Lesser-Known Capabilities of SQL


86
views
2
3 months ago by
What useful thing(s) can you do with SQL that the average person probably doesn't know about?
Community: Zimmer Biomet

4 Answers


2
3 months ago by
I love this question. I've got a few but I'll break them down into different anwers:

1) Temp Tables and CTEs vs. Subqueries

Temporary tables (temp tables) and Common Table Expressions (CTEs) allow you to create temporary data transformations and views within a query, much like a subquery. The main difference is that subqueries often can't be optimized, making them slower at scale. The database optimizer applies different algorithms to join different datasets, but only focuses on physical tables (i.e. ones that have been declared before). Because a subquery is contained within the original query, it doesn't get treated as a physical table and can lead to slower performance.

For example:
SELECT t1.*, t2.bar
FROM table1 t1
LEFT JOIN (
           SELECT b.bar, f.foo
           FROM bar b
           INNER JOIN foo f
           ON f.id = b.id
           ) AS t2
ON t2.foo = t1.foo​

The query within the query can trip up the optimizer. Additionally, this can be harder to read and troubleshoot if there are 2+ subqueries, or subqueries within subqueries.

Temp tables allow you to declare and create tables before you run your query.
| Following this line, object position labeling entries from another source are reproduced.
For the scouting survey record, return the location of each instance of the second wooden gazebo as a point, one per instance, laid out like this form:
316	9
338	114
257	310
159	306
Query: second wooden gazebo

They create temporary variables, so they don't disappear after being used once, and basically exist while you keep your SQL environment open (this can be good and bad).
Our example, but with a temp table:
CREATE TEMP TABLE table2 AS(
SELECT f.foo, b.bar
FROM bar b
INNER JOIN foo f
ON f.id = b.id
)

SELECT t1.*, t2.bar
FROM table1 t1
LEFT JOIN table2 t2
ON t2.foo = t1.foo​

This is a bit easier to read, simply because we (or others troubleshooting) see what table2 is supposed to be before reading the query joining table2 and table1. Additionally, temp tables persist in memory, meaning that they'll continue to exist in your local environment after you use this create statement, and then disappear once you close out. I like to think of them like a bar tab, but with data. The statement that I used to make this is a CREATE TABLE AS, which let's you just use a query to make the table. Finally, temp tables deal with a lot of data really well, making them operate well at scale. The major caveat is they'll continue to use memory while your SQL instance is still active, so you can clog up memory if you're not capable and dealing with a ton of data.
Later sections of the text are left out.